12. Notices. Any notice or other communication required or permitted to be given by any provision of this Reinvestment Plan by a Participant shall be in writing and addressed to CNL Healthcare Properties II, Inc. c/o DST Systems, Inc., 430 W. 7th Street, Ste. 219001, Kansas City, Missouri 64105 if to the Reinvestment Agent, or such other addresses as may be specified by written notice to all Participants. Notices to a Participant may be given by the Company by including such information (a) in a Current Report on Form 8-K or in its annual or quarterly reports, all publicly filed with the Commission or (b) in a separate mailing to Participants at the last addresses of record with the Company. Each Participant shall notify the Company promptly in writing of any change of address.

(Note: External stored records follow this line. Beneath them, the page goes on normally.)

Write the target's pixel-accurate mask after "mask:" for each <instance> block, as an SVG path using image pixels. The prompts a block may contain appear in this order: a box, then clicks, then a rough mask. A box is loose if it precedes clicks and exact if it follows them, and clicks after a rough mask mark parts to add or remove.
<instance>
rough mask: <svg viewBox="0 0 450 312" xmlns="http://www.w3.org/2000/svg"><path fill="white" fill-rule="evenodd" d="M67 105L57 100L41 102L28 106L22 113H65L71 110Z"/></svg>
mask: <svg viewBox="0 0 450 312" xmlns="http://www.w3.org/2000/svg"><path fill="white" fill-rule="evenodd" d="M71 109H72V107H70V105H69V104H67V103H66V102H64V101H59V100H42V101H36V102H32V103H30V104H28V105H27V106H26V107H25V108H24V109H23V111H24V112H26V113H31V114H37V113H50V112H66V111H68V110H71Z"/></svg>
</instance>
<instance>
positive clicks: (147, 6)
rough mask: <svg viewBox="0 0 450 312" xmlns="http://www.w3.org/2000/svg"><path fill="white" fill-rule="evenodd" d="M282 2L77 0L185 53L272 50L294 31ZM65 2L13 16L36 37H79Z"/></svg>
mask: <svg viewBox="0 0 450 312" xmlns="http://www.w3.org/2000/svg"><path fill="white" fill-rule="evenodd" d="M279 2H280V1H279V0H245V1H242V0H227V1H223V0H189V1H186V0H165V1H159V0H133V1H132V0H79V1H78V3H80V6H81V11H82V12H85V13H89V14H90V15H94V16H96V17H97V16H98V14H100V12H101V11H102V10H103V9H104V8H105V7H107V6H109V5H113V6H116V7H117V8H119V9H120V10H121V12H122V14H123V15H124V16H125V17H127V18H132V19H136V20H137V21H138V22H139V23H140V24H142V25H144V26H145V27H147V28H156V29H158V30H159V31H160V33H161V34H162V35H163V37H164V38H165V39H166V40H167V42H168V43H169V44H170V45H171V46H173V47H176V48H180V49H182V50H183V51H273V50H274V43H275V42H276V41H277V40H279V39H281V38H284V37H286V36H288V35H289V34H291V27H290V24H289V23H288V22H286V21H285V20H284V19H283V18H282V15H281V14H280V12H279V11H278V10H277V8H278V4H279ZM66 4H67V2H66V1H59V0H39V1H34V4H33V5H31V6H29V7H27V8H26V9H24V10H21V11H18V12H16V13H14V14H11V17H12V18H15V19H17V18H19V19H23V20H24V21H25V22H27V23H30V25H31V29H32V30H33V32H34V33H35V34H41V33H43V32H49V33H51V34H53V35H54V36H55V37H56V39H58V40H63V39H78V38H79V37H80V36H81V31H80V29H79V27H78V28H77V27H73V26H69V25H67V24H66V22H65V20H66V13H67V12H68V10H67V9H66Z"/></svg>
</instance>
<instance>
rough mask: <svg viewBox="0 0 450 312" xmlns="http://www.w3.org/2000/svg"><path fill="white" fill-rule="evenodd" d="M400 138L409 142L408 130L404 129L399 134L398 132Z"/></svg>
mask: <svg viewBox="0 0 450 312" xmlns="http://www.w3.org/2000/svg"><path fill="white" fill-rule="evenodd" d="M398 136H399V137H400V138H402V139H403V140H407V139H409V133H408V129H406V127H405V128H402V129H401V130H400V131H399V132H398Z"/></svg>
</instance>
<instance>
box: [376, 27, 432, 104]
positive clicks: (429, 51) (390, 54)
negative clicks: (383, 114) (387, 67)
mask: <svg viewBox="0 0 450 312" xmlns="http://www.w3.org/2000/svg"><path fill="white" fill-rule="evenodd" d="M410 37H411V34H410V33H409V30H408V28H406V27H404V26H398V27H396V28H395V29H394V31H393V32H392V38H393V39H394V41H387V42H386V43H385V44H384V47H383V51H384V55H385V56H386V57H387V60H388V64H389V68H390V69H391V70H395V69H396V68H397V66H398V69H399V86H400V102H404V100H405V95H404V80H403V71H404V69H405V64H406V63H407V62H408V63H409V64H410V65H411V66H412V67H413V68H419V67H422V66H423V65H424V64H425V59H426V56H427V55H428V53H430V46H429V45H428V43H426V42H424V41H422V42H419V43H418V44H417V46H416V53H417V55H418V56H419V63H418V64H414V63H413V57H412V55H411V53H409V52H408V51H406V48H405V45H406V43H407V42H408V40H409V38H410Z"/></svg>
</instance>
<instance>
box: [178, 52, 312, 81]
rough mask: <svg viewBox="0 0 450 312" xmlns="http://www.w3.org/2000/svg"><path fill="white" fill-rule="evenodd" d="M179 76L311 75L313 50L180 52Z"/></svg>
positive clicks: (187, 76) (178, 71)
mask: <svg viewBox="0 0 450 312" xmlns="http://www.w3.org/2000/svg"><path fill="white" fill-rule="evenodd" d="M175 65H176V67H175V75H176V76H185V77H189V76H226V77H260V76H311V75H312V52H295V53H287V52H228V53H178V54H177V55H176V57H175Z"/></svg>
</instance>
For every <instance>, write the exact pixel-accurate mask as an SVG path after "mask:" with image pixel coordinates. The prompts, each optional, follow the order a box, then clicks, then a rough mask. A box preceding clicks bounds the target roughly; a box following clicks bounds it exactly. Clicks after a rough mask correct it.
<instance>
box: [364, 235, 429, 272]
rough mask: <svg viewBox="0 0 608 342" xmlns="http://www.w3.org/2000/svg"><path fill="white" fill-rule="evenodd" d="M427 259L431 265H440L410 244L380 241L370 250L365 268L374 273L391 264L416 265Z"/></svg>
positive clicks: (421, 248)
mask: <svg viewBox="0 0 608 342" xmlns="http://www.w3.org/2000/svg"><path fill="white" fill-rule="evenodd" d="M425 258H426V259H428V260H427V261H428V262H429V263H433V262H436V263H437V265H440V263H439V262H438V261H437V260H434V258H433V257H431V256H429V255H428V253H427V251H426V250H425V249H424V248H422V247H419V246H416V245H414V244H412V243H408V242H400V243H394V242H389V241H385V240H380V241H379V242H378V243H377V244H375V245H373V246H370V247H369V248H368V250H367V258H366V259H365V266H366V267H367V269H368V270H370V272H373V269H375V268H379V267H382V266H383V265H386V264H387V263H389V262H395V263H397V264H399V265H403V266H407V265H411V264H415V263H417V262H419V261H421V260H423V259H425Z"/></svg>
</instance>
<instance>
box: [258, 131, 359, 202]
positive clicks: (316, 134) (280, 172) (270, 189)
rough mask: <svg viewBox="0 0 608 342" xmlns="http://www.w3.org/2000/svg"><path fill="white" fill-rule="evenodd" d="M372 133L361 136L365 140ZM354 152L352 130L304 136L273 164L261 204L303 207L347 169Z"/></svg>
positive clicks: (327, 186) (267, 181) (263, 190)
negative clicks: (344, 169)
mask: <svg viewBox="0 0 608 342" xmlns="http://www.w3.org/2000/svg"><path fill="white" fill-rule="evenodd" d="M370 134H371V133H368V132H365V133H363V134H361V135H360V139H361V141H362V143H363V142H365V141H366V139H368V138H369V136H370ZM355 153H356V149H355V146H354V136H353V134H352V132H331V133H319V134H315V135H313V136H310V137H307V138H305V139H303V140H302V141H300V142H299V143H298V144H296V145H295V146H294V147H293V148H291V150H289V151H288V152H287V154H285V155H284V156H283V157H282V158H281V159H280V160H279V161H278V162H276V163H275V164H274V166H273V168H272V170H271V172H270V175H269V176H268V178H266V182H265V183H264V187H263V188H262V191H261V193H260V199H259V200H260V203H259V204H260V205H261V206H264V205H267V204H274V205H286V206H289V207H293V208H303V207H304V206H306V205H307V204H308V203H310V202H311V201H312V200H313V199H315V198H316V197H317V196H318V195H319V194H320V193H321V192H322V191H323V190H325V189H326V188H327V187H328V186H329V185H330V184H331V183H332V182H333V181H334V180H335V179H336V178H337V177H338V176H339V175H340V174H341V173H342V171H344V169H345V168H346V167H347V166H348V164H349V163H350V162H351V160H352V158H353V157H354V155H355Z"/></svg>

13. Governing Law. THIS REINVESTMENT PLAN AND A PARTICIPANT’S ELECTION TO PARTICIPATE IN THE REINVESTMENT PLAN SHALL BE GOVERNED BY THE LAWS OF THE STATE OF MARYLAND APPLICABLE TO CONTRACTS TO BE MADE AND PERFORMED ENTIRELY IN SAID STATE; PROVIDED, HOWEVER, THAT CAUSES OF ACTION FOR VIOLATIONS OF FEDERAL OR STATE SECURITIES LAWS SHALL NOT BE GOVERNED BY THIS SECTION 13.